Using Faded Changing-look Quasars to Unveil the Spectral Energy Distribution Evolution of Low-luminosity Active Galactic Nuclei

The structure of accretion flows in low-luminosity active galactic nuclei (AGNs) at low Eddington ratios (∼10⁻²–10⁻³) are poorly understood, and can be probed using the spectral energy distributions (SEDs) of faded changing-look (CL) quasars. Previous results using single-epoch X-ray and rest-frame UV observations of samples of faded CL quasars suggest that their SED properties at low Eddington ratios display similarities to X-ray binaries fading from outburst. However, more robust tests demand multiepoch observations that can trace the temporal behavior of the SEDs of individual AGNs at low Eddington ratios.

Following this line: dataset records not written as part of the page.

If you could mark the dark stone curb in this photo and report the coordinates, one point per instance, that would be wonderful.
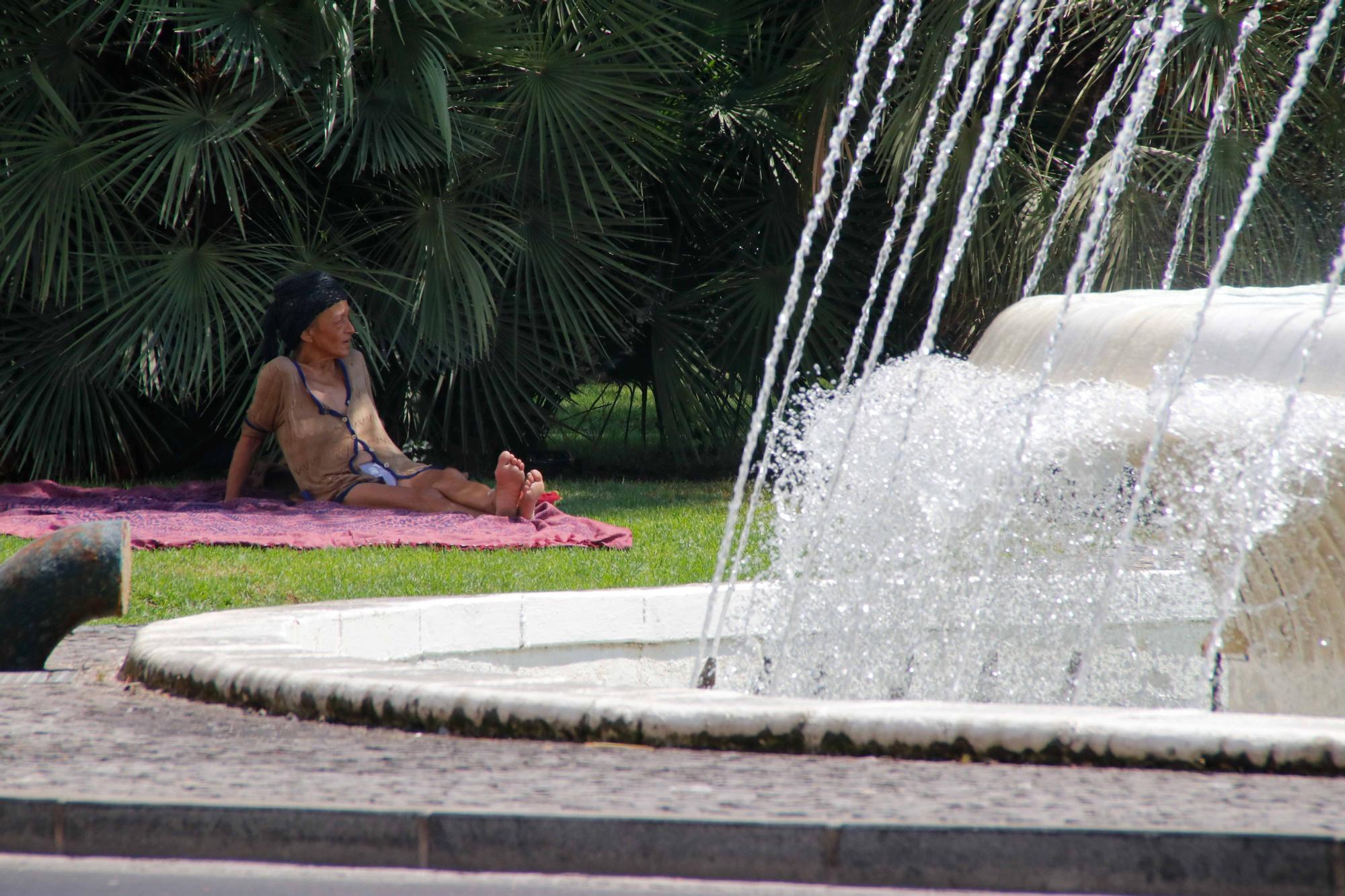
(891, 854)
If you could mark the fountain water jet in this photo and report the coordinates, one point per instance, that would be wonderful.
(1175, 536)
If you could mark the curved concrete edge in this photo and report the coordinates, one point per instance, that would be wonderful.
(1172, 862)
(245, 658)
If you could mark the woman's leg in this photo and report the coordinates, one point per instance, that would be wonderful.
(426, 501)
(458, 489)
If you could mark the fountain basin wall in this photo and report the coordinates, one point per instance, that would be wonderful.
(1284, 643)
(384, 662)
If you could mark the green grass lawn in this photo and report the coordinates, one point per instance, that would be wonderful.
(677, 528)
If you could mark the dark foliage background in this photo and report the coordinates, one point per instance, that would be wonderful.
(528, 197)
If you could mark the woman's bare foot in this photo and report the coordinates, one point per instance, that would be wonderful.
(509, 485)
(533, 489)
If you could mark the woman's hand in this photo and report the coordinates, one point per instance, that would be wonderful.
(245, 452)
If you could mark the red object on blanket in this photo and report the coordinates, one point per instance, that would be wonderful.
(193, 514)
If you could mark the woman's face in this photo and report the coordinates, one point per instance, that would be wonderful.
(332, 331)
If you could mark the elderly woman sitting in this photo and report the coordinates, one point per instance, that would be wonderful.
(319, 404)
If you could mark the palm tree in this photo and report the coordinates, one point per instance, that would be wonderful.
(529, 197)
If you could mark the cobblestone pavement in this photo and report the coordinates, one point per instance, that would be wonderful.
(85, 735)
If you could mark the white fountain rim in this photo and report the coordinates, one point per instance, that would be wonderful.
(245, 657)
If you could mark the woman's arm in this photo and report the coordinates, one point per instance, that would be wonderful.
(239, 469)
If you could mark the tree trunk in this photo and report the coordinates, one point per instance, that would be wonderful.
(59, 581)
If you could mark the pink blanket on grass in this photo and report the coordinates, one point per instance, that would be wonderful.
(193, 514)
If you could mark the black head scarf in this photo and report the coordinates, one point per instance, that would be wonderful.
(299, 300)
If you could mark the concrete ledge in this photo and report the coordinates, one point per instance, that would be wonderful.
(891, 854)
(254, 658)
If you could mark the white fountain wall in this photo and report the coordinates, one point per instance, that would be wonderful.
(949, 567)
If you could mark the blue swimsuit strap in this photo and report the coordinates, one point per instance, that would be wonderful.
(345, 417)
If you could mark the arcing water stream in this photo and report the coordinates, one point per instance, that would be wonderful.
(945, 530)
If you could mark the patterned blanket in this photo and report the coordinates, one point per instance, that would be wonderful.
(193, 514)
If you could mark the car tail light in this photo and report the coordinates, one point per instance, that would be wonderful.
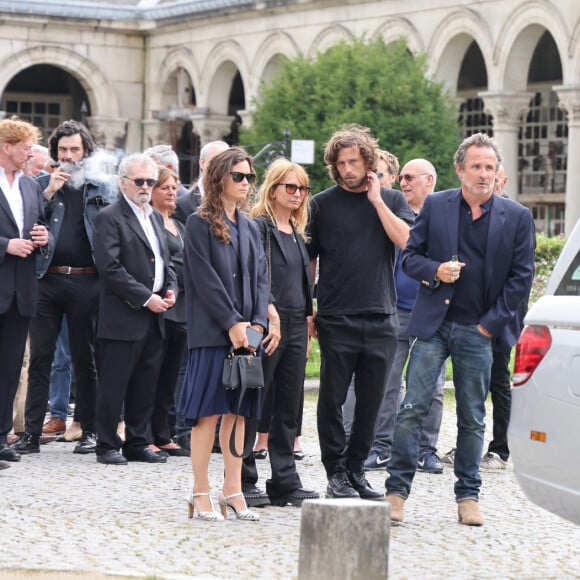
(533, 344)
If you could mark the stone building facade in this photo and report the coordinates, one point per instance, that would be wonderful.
(150, 71)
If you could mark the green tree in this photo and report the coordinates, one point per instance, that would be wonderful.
(380, 86)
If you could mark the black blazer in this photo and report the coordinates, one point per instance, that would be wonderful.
(126, 266)
(210, 267)
(187, 204)
(18, 275)
(276, 257)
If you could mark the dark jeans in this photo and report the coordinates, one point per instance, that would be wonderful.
(362, 345)
(284, 382)
(13, 332)
(173, 348)
(128, 375)
(77, 296)
(470, 353)
(501, 400)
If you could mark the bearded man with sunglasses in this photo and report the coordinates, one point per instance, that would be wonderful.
(138, 285)
(353, 230)
(68, 285)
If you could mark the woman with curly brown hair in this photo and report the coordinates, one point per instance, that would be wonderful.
(226, 290)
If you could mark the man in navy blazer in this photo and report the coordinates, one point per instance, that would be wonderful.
(473, 253)
(21, 234)
(138, 284)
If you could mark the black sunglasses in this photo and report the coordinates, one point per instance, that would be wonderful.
(140, 181)
(238, 177)
(291, 188)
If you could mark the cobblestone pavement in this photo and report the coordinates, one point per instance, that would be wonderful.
(66, 513)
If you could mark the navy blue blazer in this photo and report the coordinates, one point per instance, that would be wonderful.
(509, 264)
(18, 275)
(277, 260)
(210, 267)
(126, 265)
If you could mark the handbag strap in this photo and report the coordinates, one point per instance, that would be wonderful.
(253, 419)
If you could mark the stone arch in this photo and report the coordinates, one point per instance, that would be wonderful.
(103, 98)
(451, 40)
(518, 39)
(225, 61)
(275, 47)
(329, 37)
(394, 29)
(180, 57)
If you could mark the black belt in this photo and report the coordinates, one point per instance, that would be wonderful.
(71, 270)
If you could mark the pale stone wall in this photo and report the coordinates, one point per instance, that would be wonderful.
(128, 69)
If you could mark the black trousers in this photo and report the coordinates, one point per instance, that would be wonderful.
(128, 375)
(501, 400)
(77, 296)
(363, 345)
(13, 333)
(284, 383)
(173, 348)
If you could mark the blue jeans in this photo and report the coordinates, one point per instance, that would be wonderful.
(60, 375)
(471, 357)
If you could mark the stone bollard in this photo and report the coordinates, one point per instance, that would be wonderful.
(344, 538)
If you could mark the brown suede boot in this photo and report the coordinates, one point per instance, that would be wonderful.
(469, 514)
(396, 502)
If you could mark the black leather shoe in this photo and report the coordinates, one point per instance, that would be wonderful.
(255, 497)
(184, 441)
(359, 481)
(8, 453)
(87, 444)
(111, 457)
(27, 444)
(294, 497)
(339, 487)
(145, 455)
(175, 451)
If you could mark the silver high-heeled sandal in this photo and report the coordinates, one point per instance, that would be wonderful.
(245, 515)
(212, 516)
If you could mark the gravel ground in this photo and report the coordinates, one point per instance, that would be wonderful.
(63, 515)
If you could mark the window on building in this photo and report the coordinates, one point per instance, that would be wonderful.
(542, 145)
(45, 112)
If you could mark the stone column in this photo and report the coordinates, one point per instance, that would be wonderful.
(506, 109)
(569, 101)
(344, 538)
(108, 131)
(210, 126)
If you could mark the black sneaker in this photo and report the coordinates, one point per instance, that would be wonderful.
(255, 497)
(87, 444)
(339, 487)
(363, 487)
(294, 497)
(429, 462)
(27, 444)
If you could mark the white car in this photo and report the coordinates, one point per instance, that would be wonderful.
(544, 431)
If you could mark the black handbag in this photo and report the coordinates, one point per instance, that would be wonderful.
(242, 371)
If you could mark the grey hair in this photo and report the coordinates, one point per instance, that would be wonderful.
(137, 159)
(164, 155)
(476, 140)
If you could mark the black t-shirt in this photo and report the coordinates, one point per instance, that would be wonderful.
(73, 247)
(356, 274)
(292, 294)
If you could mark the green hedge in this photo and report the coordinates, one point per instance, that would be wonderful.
(547, 252)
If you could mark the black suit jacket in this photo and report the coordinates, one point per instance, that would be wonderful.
(211, 284)
(126, 265)
(18, 275)
(276, 257)
(187, 204)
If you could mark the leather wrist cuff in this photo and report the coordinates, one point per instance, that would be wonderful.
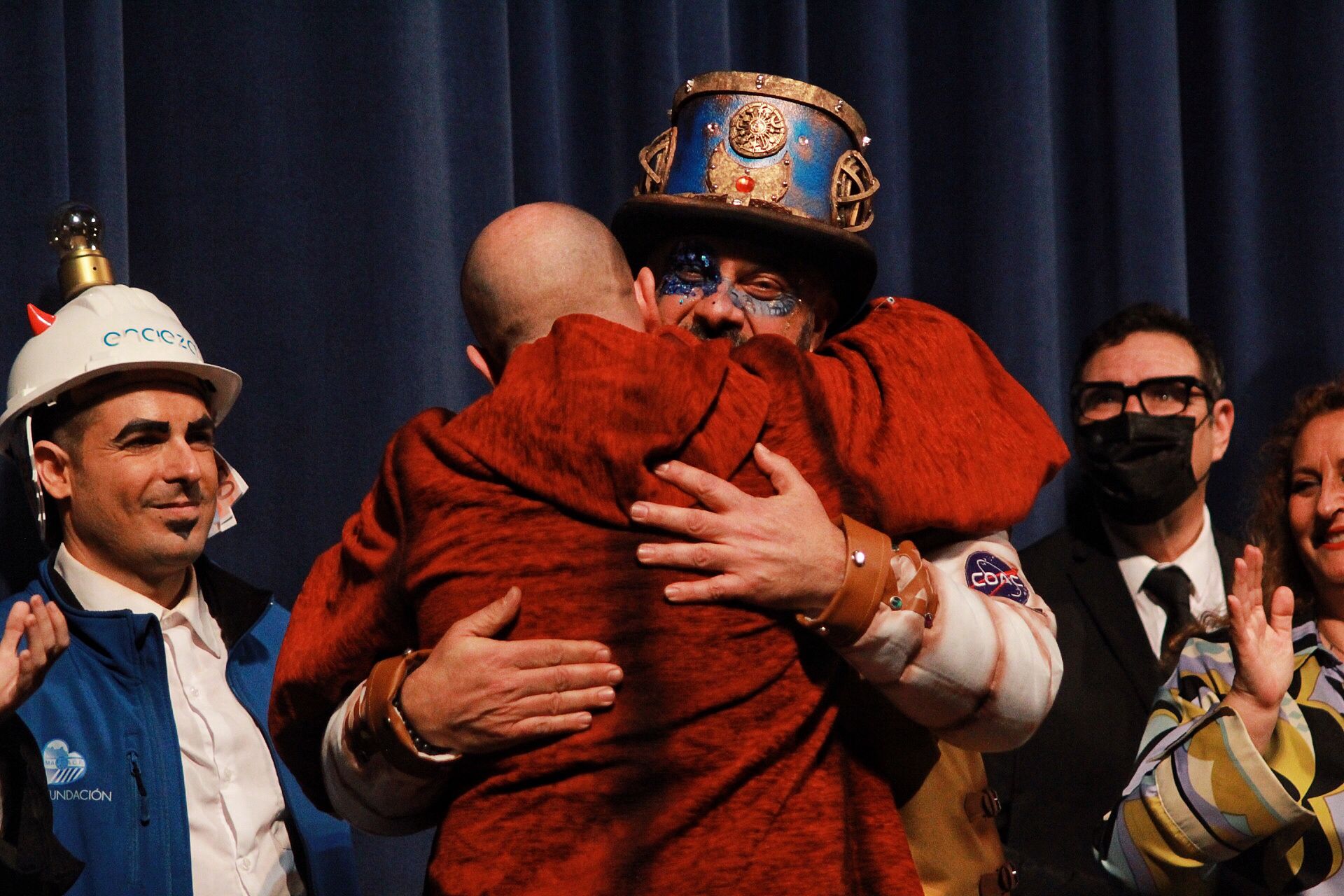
(867, 582)
(379, 727)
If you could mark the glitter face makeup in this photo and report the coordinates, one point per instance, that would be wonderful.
(724, 290)
(695, 267)
(692, 266)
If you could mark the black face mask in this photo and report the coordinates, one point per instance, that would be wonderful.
(1138, 465)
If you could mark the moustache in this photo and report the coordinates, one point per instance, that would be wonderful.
(734, 335)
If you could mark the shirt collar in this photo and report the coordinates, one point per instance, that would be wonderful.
(100, 594)
(1198, 562)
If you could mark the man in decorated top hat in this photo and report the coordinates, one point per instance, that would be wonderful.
(764, 167)
(151, 724)
(765, 178)
(741, 292)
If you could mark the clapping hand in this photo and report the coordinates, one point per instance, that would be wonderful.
(1262, 648)
(22, 671)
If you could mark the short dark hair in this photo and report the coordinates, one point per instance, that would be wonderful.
(64, 424)
(1149, 317)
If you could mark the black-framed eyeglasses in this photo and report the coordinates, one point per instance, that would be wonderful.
(1159, 397)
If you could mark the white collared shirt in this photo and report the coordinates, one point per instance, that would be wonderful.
(1199, 562)
(234, 804)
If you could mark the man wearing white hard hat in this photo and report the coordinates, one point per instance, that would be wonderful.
(152, 724)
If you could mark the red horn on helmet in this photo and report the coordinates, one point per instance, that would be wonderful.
(39, 320)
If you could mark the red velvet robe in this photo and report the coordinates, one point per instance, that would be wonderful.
(721, 767)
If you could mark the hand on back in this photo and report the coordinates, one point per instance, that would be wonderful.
(477, 694)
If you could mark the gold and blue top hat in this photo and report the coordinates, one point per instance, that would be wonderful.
(760, 158)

Here, we perform this test, by obtaining a second epoch of UV and X-ray observations of a sample of three faded CL quasars with bolometric Eddington ratios of ≲10⁻³, using a combination of contemporaneous Hubble Space Telescope UV imaging, Chandra X-ray observations, and optical spectroscopy. We find that all three CL quasars varied in luminosity, and their optical-to-X-ray spectral indices α _OX all individually display a negative (harder-when-brighter) correlation with Eddington ratio. This SED evolution is also often observed in X-ray binaries at low Eddington ratios, and adds to the growing evidence that AGN accretion flows behave analogously to X-ray binaries across all accretion states.